At -40 degrees a cry for help, no matter how strange, demands attention. My heart pauses at thought that perhaps someone has ventured onto the ice and fallen through and is now delirious with hypothermia. My mind ticks through possible scenarios and required actions. I have a small length of rope with me in case I need to tie the dogs but it is questionalble if it is sufficient to carry out anything but the simplest ice rescue. Charging ahead I make out the blurred outline of a prone body in the snow near the river's edge. Brief relief at the realization that the person is not in the river is replaced by anxiety as I speculate why the person is laying in the snow screaming such a strange request.

I approach closer, until the prone figure is almost at my feet, but my opaque glasses still prevent a logical assesment of the situation.

"Quick! Piss on my hands to unfreeze my dogs tongue !"

Now I have lived in this odd state long enough to have heard some rather strange requests but this one takes me completly off guard. Again, I swipe off the blinders covering my eyes and discover a man lying at my feet with arms wrapped around a squirming dog. The Husky's tongue extends about six inches out of its muzzle and it firmly frozen to a metal fence pose embedded in the ground. Blood is streaming from the poor mutts frozen appendage and the man is struggling to keep the dog from ripping it from its own throat. Now the situation is clear! I do a quick status check on my bladder but am dismayed to discover that the cold and novelty of the situation has rendered it usless. Not to mention the 23 layers of clothing and shrivel effect of the cold.

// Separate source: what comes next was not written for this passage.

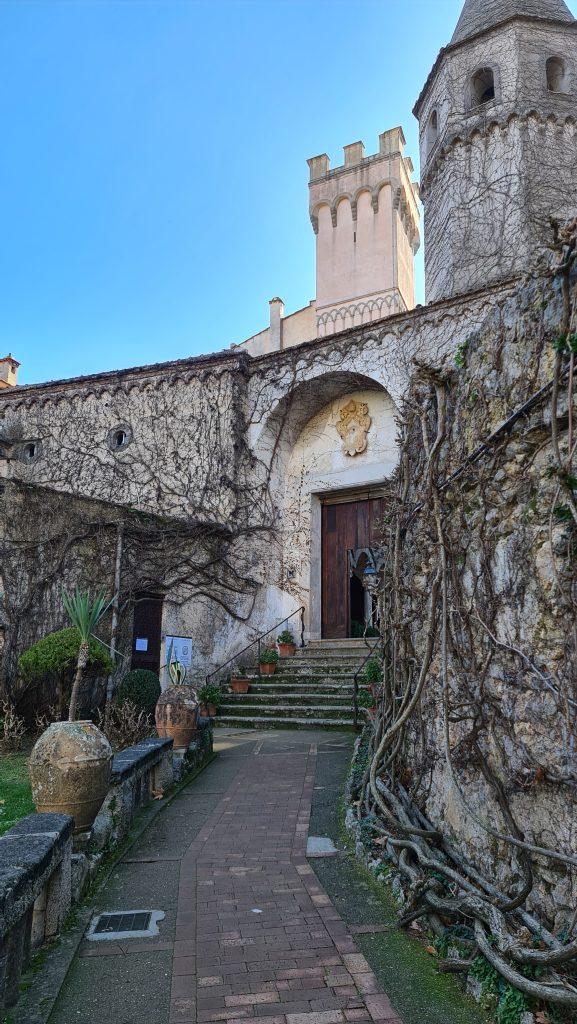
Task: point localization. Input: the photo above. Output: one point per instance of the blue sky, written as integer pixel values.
(153, 178)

"I don't think I have it in me." I reply to the  man in the snow. "Let me tie up my dogs and I will see if we can't figure something else out."

Jezz and Duke are of course quite agitated by the situation but after a bit of a struggle I get them tied to a nearby tree.

Looking around I notice a house along the river with lights burning about a quarter mile away.

"Stay here. I'll run down to that house and see if I can get some warm water."

I take off at a sprint or at least what can be called a sprint when wearing heavy boots and full winter gear. The house turns out to be beautiful large house on the river.  An ornate door greets means  pulling of my stiff glove I give it a good knock,  Soon muffled footsteps approac the door and when it opens I am met by the rather befuddled and obviously nervous stare of a young woman. I suddenly become aware of my strange appearance. Thick ice-cilcles hang from my scraggly beard and fur hat. My snow pants and parka are equally encrusted with powdery snow. When I attempt to talk I realise that my cold thickened lips fell like cucumbers glued to my face.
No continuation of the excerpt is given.